Physically - About the same as last week although my energy is slowly coming back. I was able to catch up on dishes finally and my son and I were able to get the house presentable again with him working under my instruction. Otherwise, the swelling is still there but not quite as bad.
My knees appear to be coming back. I was down in the floor helping my son with a 4H project and I was actually able to get back up with help. I haven't been able to even get off of one knee unassisted since about one week after surgery so this is a good sign. My knees are regaining their strength!!!
Family - John has been having trouble sleeping of late. I think he is just major stressed out.
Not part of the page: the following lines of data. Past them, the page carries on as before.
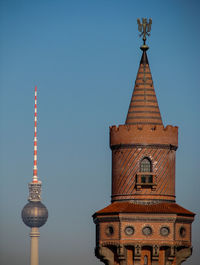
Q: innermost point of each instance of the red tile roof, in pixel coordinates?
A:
(129, 207)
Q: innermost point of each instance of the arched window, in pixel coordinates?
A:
(145, 260)
(145, 166)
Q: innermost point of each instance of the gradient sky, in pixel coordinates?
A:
(84, 56)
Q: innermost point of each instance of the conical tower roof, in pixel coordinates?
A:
(144, 107)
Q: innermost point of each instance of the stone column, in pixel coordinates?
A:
(34, 235)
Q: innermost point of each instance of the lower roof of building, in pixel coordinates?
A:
(130, 207)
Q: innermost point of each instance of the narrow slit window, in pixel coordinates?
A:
(145, 166)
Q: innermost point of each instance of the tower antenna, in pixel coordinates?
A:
(35, 176)
(34, 213)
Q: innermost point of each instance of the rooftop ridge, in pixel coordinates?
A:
(146, 134)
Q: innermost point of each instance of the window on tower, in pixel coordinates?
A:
(145, 166)
(145, 177)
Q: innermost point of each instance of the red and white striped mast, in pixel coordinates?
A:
(35, 176)
(34, 213)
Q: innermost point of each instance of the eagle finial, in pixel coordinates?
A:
(144, 28)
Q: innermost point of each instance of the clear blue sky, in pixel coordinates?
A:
(84, 56)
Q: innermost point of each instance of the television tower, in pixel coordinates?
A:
(34, 213)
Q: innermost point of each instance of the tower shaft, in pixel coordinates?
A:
(34, 251)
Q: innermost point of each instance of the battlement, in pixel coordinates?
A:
(143, 134)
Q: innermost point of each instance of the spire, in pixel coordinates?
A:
(144, 107)
(35, 177)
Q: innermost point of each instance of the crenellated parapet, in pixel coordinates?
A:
(143, 135)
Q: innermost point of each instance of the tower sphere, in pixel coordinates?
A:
(34, 214)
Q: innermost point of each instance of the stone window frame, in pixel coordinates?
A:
(109, 233)
(164, 226)
(129, 226)
(147, 226)
(145, 179)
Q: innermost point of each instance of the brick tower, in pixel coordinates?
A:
(143, 225)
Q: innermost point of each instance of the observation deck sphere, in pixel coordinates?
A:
(34, 214)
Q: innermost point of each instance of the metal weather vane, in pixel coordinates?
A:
(144, 28)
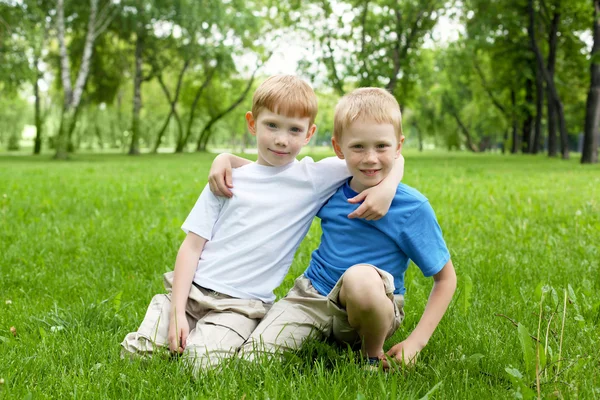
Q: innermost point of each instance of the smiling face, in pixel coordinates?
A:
(370, 150)
(279, 138)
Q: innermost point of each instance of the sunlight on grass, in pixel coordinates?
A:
(83, 245)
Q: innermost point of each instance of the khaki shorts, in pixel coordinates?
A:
(219, 325)
(304, 313)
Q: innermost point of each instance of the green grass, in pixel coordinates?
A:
(83, 245)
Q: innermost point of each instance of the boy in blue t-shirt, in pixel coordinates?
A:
(354, 286)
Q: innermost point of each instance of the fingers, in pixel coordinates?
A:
(365, 212)
(359, 212)
(223, 187)
(228, 178)
(220, 184)
(177, 342)
(359, 197)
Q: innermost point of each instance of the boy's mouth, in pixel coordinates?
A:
(279, 153)
(370, 172)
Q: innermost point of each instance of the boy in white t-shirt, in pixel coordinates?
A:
(238, 250)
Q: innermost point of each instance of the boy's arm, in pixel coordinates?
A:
(219, 176)
(378, 199)
(185, 267)
(443, 289)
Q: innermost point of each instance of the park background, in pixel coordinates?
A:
(500, 105)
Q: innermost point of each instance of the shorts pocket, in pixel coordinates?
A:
(238, 323)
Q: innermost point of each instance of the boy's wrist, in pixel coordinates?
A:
(417, 341)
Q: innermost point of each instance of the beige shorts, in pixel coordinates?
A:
(304, 313)
(219, 325)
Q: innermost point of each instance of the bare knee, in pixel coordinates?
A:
(362, 286)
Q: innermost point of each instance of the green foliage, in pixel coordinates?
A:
(83, 245)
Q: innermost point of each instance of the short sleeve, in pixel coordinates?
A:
(422, 241)
(204, 215)
(327, 175)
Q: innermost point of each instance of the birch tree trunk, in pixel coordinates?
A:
(72, 94)
(134, 146)
(564, 134)
(552, 123)
(589, 154)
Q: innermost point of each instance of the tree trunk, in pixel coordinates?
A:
(539, 111)
(516, 144)
(589, 154)
(551, 105)
(134, 146)
(206, 132)
(172, 102)
(470, 145)
(419, 135)
(161, 133)
(562, 126)
(181, 144)
(528, 121)
(72, 96)
(39, 123)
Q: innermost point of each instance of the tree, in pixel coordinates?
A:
(589, 154)
(96, 24)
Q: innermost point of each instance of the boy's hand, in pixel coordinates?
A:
(405, 352)
(179, 330)
(219, 176)
(376, 202)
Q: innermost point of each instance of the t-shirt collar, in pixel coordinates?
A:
(348, 191)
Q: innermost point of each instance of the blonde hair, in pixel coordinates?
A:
(287, 95)
(373, 104)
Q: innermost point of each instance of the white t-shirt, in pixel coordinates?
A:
(252, 237)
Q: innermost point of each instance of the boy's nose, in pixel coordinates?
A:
(280, 141)
(371, 157)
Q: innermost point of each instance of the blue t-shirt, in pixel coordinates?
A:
(409, 231)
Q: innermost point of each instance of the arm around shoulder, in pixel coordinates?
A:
(219, 176)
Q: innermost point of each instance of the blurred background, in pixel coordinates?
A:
(143, 76)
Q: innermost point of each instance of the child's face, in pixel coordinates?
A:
(279, 138)
(370, 151)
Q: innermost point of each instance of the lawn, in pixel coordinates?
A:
(83, 245)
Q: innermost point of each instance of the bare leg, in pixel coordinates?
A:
(369, 310)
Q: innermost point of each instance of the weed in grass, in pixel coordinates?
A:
(83, 246)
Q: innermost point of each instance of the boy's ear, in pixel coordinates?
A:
(251, 122)
(400, 143)
(337, 148)
(310, 133)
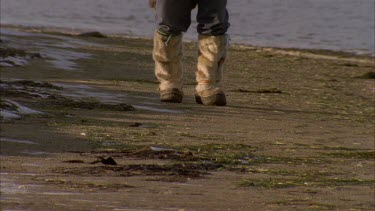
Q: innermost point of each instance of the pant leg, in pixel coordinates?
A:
(174, 16)
(212, 17)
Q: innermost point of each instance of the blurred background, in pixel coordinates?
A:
(343, 25)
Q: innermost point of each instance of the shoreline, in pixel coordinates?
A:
(297, 132)
(350, 56)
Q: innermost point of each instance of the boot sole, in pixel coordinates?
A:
(213, 100)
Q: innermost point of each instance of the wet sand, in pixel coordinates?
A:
(297, 133)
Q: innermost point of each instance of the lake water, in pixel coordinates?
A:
(346, 25)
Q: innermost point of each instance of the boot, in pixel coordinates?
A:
(211, 58)
(167, 55)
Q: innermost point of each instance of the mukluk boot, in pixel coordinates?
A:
(167, 55)
(212, 53)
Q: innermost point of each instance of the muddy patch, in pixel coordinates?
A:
(10, 57)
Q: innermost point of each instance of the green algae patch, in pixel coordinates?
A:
(260, 91)
(308, 182)
(370, 155)
(92, 104)
(368, 75)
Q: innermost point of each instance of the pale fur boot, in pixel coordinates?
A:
(211, 58)
(167, 55)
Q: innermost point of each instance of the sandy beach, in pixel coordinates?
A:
(297, 134)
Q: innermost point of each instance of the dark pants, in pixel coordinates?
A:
(174, 16)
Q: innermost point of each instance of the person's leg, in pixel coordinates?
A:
(173, 17)
(212, 45)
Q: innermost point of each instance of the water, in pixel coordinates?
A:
(346, 25)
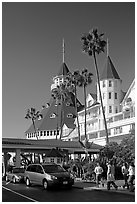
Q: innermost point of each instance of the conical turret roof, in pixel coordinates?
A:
(63, 70)
(109, 71)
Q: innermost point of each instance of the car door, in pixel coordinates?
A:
(39, 175)
(32, 173)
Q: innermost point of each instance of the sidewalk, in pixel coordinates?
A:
(89, 185)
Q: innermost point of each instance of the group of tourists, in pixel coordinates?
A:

Hopefully things will ease some after we get some answers at the doctors on Monday. (That and after 4H shows are finished. Unfortunately, most of my son's projects got sidetracked because of me and the surgery so we are last minute some of them. UGH)
My son is busy with 4H and not wanting school to start soon. He will be a 6th grader this year. YIKES!!! Where has the time gone?
Play - Again not much in play this week. We did have a mini birthday for my mom last night for her 50th and we plan on visiting some friends on Friday including my coworkers. I look forward to some adult conversation. We also have a square dancing convention this weekend. I won't be dancing but it will be fun to watch and we are chaperoning the youth hall for a few hours. It will be a fun time even if we have to cut it short so I can rest. Hopefully, the weather is nice this weekend so I can curl up in the back seat of the car with the windows down to nap if nothing else.
Oh and for the heads up to my coworkers who get/view this... I will be around Friday morning to visit. I may be up in IT for part of the time but I will try to walk around if I'm feeling up to it. I will try to be in the cafeteria during breaks and I'll probably be nearby during lunch.